Saturday, May 31, 2008

Internet Theory

Internet: an electronic communications network that connects computer networks and organizational computer facilities around the world (webster.com)

All that binds the Internet together is communication protocols.

So what are we communicating?
Communication: the imparting or interchange of thoughts, opinions, or information by speech, writing, or signs. (dictionary.com)

So... everything. How is everything organized? That's quite an impossible question. Everyone seems to have their own particular views on the world, and it's also a moving target. So how is it we are supposed to organize our communications over the Internet if the state of the information is in constant flux?

We approximate using keywords, semantics, and behavioral models mapping some input set of information to some output set of information.

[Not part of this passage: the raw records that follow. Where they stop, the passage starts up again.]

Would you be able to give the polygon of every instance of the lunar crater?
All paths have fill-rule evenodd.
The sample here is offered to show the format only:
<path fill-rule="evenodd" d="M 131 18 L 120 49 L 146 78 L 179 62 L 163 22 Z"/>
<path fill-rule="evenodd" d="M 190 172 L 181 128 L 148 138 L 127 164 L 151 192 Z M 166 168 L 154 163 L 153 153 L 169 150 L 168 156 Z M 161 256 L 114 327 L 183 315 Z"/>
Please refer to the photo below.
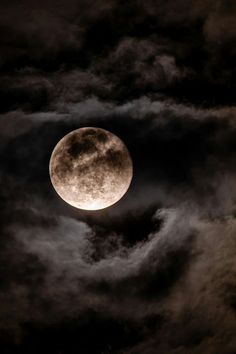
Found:
<path fill-rule="evenodd" d="M 124 143 L 101 128 L 80 128 L 53 150 L 49 172 L 59 196 L 74 207 L 106 208 L 122 198 L 133 175 Z"/>

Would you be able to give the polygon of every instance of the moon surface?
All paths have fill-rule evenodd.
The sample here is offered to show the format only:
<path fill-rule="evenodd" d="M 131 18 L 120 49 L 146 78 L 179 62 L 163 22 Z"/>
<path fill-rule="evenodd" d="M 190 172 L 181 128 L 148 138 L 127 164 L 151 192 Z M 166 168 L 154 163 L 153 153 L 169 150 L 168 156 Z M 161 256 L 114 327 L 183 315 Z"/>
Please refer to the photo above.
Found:
<path fill-rule="evenodd" d="M 99 210 L 113 205 L 127 192 L 133 165 L 128 149 L 116 135 L 86 127 L 58 142 L 49 173 L 65 202 L 79 209 Z"/>

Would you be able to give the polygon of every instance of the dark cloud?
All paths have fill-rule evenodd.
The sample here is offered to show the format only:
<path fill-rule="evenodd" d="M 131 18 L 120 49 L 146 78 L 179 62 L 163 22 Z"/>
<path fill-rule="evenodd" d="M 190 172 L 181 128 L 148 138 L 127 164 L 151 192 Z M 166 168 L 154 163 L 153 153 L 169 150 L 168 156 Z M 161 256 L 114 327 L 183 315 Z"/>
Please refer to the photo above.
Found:
<path fill-rule="evenodd" d="M 235 352 L 233 1 L 2 1 L 3 354 Z M 80 211 L 56 143 L 117 134 L 129 192 Z"/>

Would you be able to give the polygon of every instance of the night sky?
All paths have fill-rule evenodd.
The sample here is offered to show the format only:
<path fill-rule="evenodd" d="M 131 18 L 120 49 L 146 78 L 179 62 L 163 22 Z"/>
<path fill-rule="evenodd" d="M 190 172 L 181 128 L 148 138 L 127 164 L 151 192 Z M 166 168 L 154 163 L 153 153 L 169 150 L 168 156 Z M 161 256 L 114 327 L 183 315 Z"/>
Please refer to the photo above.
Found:
<path fill-rule="evenodd" d="M 0 353 L 236 353 L 236 2 L 1 0 Z M 58 197 L 57 142 L 128 147 L 128 193 Z"/>

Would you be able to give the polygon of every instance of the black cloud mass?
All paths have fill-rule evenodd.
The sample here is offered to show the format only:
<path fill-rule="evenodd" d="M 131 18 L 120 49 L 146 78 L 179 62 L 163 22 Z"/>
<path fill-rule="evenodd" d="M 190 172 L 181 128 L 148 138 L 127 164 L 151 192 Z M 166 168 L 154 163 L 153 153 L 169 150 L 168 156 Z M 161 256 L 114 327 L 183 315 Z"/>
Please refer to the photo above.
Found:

Why do we do this? So we can find the information we need, or find the places information needs to go.

In the early stages of the Web, keyword was it we extracted surface data from the input and surface data from the output. Behavioral models focused on improving what was known about a particular set of inputs and was a huge step forward because it made computers slightly smarter than the person. Even better it's a model that gets better with use and is capable of self-correction provided the inputs don't change radically. Eventually these techniques were applied to improve the analyzed output data as well (see PageRank from Google).

This works most of the time. However, it often crops up when trying to deal with ambiguous or uncommon inputs. The answer to this is supposedly to apply semantics to both the input and the output set. This makes sense as we are trying to detect the deeper meaning of what is provided.

What doesn't make sense is that we are imposing an artificially created sense of meaning. This becomes very obvious when looking at slang terminology or even regional dialects. Technically we could encode all of those dialects into our semantic model, but to what purpose? They are going to continuously change no matter what.

With semantic technology we teach the computer how to relate various chunks of text to one another. This is where semantics changes what is the Internet. Before we were simply communicating documents, emails, web pages, etc... With semantics, we can communicate meaning. We can communicate what it is about a particular document, web page, or email that has useful information to the end user without actually ever showing the the original source of information.

Rather than input and output, we have a network of information related by it's meaning rather than a set of information mapped into an organizational scheme by some model.

Of course, if creating semantics on the computer were easy it would have already been done....